We've had the distinct pleasure to be part of an absolutely excellent year of non-fiction entries in the festival. Everyone is at the top of their game in our category, and it feels damn good.
Today, we saw "Waiting for Superman" an infuriating and sometimes deflating new film directed by Davis Guggenheim. This ambitious doc takes on the failed public school system and reveals the often-humiliating process that low-income parents and their children have to endure to get a decent education. It describes the "drop out factories" in city school districts and spends time with the kids and parents who are suffering from this system. This topic is near and dear to us, as we filmed for an entire year for our first film "The Boys of Baraka" inside a middle school in Baltimore , which we often refer to as "the mental institution." We saw it first hand, and it's the greatest shame of this nation.

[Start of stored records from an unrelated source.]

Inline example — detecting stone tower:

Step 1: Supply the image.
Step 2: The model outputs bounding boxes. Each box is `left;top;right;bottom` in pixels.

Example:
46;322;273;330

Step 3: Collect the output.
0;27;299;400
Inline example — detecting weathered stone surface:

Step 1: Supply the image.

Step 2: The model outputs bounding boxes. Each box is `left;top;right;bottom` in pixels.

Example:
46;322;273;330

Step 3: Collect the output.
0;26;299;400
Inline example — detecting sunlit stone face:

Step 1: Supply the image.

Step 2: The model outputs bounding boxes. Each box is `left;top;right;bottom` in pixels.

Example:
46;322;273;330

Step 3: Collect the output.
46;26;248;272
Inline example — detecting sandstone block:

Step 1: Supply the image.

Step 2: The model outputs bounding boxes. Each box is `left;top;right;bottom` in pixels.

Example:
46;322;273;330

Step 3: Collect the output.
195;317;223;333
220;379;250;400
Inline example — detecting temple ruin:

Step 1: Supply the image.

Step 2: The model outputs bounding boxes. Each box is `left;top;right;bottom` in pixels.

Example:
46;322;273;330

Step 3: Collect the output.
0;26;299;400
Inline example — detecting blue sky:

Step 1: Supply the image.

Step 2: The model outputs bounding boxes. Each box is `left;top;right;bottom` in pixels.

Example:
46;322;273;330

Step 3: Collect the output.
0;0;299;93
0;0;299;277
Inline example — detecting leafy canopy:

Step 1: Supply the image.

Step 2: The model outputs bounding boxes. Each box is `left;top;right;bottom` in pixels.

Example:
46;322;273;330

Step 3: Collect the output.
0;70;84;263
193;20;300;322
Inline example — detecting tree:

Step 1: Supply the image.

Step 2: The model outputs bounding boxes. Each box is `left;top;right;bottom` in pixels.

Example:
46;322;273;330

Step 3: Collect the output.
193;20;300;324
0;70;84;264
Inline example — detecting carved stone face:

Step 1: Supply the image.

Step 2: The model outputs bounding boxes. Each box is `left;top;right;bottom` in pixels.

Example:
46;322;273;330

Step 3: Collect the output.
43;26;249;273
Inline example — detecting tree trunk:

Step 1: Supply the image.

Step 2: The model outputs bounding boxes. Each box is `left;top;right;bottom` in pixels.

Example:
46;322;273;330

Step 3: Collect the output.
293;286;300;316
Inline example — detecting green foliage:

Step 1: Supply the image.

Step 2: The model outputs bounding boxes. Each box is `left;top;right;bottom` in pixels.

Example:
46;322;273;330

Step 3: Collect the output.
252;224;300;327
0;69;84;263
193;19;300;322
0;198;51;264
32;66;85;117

The film spends a lot of time with various education reformers including Michelle Rhee who, as Washington D.C.'s controversial schools chancellor (and the 7th chancellor in 10 years), has shaken up the status quo but is ultimately stymied by the unions and the bureaucrats. The film is packed with facts and figures that will hopefully shock people to action, as there is no doubt that as our education system goes, so goes the country. Particularly disturbing in the film is the description of "the dance of the lemons" (also called "pass the trash," the "turkey trot" and "the rubber room"), which brings to light the absolutely hideous yearly custom of trading all the teachers who have had serious problems in their schools to other public schools. The system can't actually get rid of them; it just trades them off to some other parent's kid.
Another winner of a film is "Life 2.0" which reveals the phenomenon of "Second Life," a fascinating train wreck of a social experiment that is uncomfortably revealing about where we are as a society. People invent their avatar, and then actually build a second life online, where they can be anything they dream: rich, attractive, popular. A sexy, thin avatar named Asri Falcone is a mini-mogul in Second Life, building homes and living a life of luxury. Her creator is an obese Detroiter, chain-smoking in her mother's basement, but reality and fiction become hazy and confusing after 15-hour days in this alternative reality. I was alarmed at the millions of people that were spending the majority of their "earthly" time in this fantasy world. Extremely weird.
OK, tonight is the awards ceremony and there is some seriously tough competition. Regardless, we've had an incredible ride showing our film to some of the smartest, toughest audiences we've ever had. We couldn't really ask for anything more.